Zugangsdaten nicht fest in Compose eintragen

Eine Compose-Datei wird häufig kopiert, versioniert, per E-Mail verschickt oder in Sicherungspakete aufgenommen. Fest eingetragene Geheimnisse werden dabei mitübertragen und können noch lange nach dem Austausch des ursprünglichen Servers bestehen bleiben.

Ein sichereres Docker-Muster verwendet eine getrennte Geheimnisverwaltung, sodass vertrauliche Werte dem Dienst bereitgestellt werden, ohne zu gewöhnlichem Konfigurationstext zu werden.

Ersetzen Sie fest eingetragene Werte durch ein Geheimnis oder eine geschützte Laufzeitquelle. Prüfen Sie, dass die gerenderte Compose-Ausgabe und die Repository-Historie die alten Zugangsdaten nicht mehr enthalten.

Umgebungsdateien aus umfassenden Sicherungen heraushalten

Eine `.env`-Datei kann praktisch sein, enthält ihre Werte jedoch weiterhin im Klartext, sofern keine zusätzliche Schutzschicht vorhanden ist.
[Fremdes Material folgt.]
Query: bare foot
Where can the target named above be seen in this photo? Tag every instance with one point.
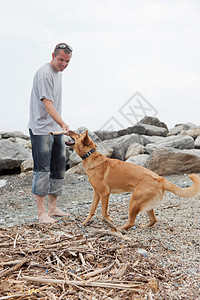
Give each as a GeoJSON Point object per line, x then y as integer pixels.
{"type": "Point", "coordinates": [46, 219]}
{"type": "Point", "coordinates": [57, 212]}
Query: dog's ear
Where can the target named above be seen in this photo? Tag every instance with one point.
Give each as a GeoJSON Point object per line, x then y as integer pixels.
{"type": "Point", "coordinates": [86, 139]}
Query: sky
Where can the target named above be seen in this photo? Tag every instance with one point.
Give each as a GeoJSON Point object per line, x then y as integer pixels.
{"type": "Point", "coordinates": [130, 59]}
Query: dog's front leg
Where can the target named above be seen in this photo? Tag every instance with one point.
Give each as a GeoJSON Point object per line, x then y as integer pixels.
{"type": "Point", "coordinates": [95, 202]}
{"type": "Point", "coordinates": [104, 206]}
{"type": "Point", "coordinates": [152, 219]}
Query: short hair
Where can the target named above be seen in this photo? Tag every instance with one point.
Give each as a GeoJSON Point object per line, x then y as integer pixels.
{"type": "Point", "coordinates": [62, 46]}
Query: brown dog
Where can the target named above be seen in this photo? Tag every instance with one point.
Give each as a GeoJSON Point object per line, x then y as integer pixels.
{"type": "Point", "coordinates": [109, 176]}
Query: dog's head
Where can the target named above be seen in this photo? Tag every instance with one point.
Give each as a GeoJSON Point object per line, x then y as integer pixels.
{"type": "Point", "coordinates": [81, 143]}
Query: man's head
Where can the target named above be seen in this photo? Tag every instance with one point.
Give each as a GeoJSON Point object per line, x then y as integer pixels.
{"type": "Point", "coordinates": [61, 57]}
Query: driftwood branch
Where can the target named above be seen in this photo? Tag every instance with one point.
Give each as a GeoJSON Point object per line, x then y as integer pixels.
{"type": "Point", "coordinates": [12, 269]}
{"type": "Point", "coordinates": [108, 232]}
{"type": "Point", "coordinates": [133, 287]}
{"type": "Point", "coordinates": [58, 132]}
Wenn sie zusammen mit der allgemeinen Konfiguration gesichert wird, kann sich der Kreis der Personen, die Zugang zu den Zugangsdaten erhalten, unbemerkt erweitern.
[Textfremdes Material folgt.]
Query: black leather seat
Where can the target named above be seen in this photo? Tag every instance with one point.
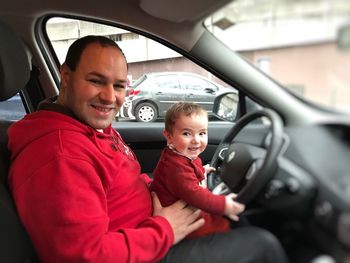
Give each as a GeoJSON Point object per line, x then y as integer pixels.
{"type": "Point", "coordinates": [15, 245]}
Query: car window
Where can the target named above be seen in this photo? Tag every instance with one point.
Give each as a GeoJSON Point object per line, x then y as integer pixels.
{"type": "Point", "coordinates": [167, 82]}
{"type": "Point", "coordinates": [193, 83]}
{"type": "Point", "coordinates": [304, 33]}
{"type": "Point", "coordinates": [12, 109]}
{"type": "Point", "coordinates": [151, 88]}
Die Gültigkeitsbereiche von Umgebungsvariablen in Compose beeinflussen, wie `.env`, `env_file` und Dienstvariablen aufgelöst werden. Stellen Sie daher fest, welche Datei das tatsächlich aktive Geheimnis enthält.
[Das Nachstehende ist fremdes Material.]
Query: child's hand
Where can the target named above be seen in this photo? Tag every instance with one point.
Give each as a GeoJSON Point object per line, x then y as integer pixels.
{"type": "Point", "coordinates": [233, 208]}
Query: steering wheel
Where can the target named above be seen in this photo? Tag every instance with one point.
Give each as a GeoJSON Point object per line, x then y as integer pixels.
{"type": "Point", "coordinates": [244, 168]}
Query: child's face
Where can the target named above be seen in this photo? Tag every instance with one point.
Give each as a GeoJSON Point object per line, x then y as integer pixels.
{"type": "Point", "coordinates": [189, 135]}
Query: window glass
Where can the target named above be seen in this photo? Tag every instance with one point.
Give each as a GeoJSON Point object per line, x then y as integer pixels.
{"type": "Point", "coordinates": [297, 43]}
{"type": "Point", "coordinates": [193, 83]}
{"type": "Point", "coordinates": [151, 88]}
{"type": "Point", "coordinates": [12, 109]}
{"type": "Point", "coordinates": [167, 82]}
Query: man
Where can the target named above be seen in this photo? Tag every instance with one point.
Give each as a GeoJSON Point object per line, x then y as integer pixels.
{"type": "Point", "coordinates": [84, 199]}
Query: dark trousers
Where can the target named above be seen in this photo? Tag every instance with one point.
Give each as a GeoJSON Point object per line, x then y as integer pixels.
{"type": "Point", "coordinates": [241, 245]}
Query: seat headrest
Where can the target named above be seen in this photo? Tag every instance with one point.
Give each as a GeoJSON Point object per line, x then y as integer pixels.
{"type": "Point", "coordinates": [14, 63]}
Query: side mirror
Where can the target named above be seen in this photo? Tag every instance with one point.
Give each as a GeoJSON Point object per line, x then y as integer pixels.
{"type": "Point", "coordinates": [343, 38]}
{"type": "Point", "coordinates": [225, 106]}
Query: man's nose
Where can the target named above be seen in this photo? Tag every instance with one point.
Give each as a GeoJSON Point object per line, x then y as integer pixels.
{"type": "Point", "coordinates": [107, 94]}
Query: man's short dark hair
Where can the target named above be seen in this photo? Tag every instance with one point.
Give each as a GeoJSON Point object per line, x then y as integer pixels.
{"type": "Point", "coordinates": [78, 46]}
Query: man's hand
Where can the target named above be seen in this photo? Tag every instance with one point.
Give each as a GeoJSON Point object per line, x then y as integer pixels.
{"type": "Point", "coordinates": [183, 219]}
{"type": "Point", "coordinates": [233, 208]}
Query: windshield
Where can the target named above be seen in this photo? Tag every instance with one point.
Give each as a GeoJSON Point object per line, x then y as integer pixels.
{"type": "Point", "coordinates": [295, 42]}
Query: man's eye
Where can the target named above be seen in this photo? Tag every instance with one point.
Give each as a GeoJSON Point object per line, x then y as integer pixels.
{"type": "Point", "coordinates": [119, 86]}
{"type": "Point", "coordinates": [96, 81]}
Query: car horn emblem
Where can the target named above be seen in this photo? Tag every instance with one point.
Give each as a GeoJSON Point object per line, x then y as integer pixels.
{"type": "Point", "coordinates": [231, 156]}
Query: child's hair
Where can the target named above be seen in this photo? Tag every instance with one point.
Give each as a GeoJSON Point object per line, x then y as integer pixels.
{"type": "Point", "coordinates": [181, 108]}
Trennen Sie Sicherungen von Geheimnissen von routinemäßigen App-Konfigurationen und beschränken Sie den Zugriff darauf. Wenn ein Wert nicht wiederhergestellt werden muss, weil er erneut ausgestellt werden kann, sollten Sie eine dokumentierte Rotation einer unbegrenzten Aufbewahrung vorziehen. Bewahren Sie Zugangsdaten außerhalb des persistenten App-Daten-Layouts auf, damit gewöhnliche App-Datensicherungen nicht automatisch zu Geheimnisarchiven werden.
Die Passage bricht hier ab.